Methods Inf Med 2008; 47(02): 104-148
DOI: 10.3414/ME0461
Original Article
Schattauer GmbH

DMSP – Database for Modeling Signaling Pathways

Combining Biological and Mathematical Modeling Knowledge for Pathways
M. Visvanathan
1   Institute for Biomedical Engineering, University for Health Sciences, Medical Informatics and Technology, Hall in Tyrol, Austria
,
M. Breit
1   Institute for Biomedical Engineering, University for Health Sciences, Medical Informatics and Technology, Hall in Tyrol, Austria
,
B. Pfeifer
1   Institute for Biomedical Engineering, University for Health Sciences, Medical Informatics and Technology, Hall in Tyrol, Austria
,
C. Baumgartner
1   Institute for Biomedical Engineering, University for Health Sciences, Medical Informatics and Technology, Hall in Tyrol, Austria
,
R. Modre-Osprian
2   ARC Seibersdorf research GmbH, Hall in Tyrol, Austria
,
B. Tilg
1   Institute for Biomedical Engineering, University for Health Sciences, Medical Informatics and Technology, Hall in Tyrol, Austria
› Author Affiliations
Further Information

Publication History

Received: 13 November 2006

accepted: 27 February 2007

Publication Date:
18 January 2018 (online)

Summary

Objectives: Presently, the protein interaction information concerning different signaling pathways is available in a qualitative manner in different online protein interaction databases. The challenge here is to derive a quantitative way of modeling signaling pathways from qualitative way of modeling signaling pathways from a qualitative level. To address this issue we developed a database that includes mathematical modeling knowledge and biological knowledge about different signaling pathways.

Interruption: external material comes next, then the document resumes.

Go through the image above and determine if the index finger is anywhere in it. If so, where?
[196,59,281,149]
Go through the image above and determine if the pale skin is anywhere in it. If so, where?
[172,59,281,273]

Methods: The database is part of an integrative environment that includes environments for pathway design, visualization, simulation and a knowledge base that combines biological and modeling information concerning pathways. The system is designed as a client-server architecture. It contains a pathway designing environment and a simulation environment as upper layers with a relational knowledge base as the underlying layer.

Results: DMSP – Database for Modeling Signaling Pathways incorporates biological datasets from online databases like BIND, DIP, PIP, and SPiD. The modeling knowledge that has been incorporated is based on a literature study. Pathway models can be designed, visualized and simulated based on the knowledge stored in the DMSP. The user can download the whole dataset and build pathway models using the knowledge stored in our database. As an example, the TNF? pathway model was implemented and tested using this approach.

Conclusion: DMSP is an initial step towards the aim of combining modeling and biological knowledge concerning signaling pathways. It helps in understanding pathways in a qualitative manner from a qualitative level. Simulation results enable the interpretation of a biological system from a quantitative and systemtheoretic point of view.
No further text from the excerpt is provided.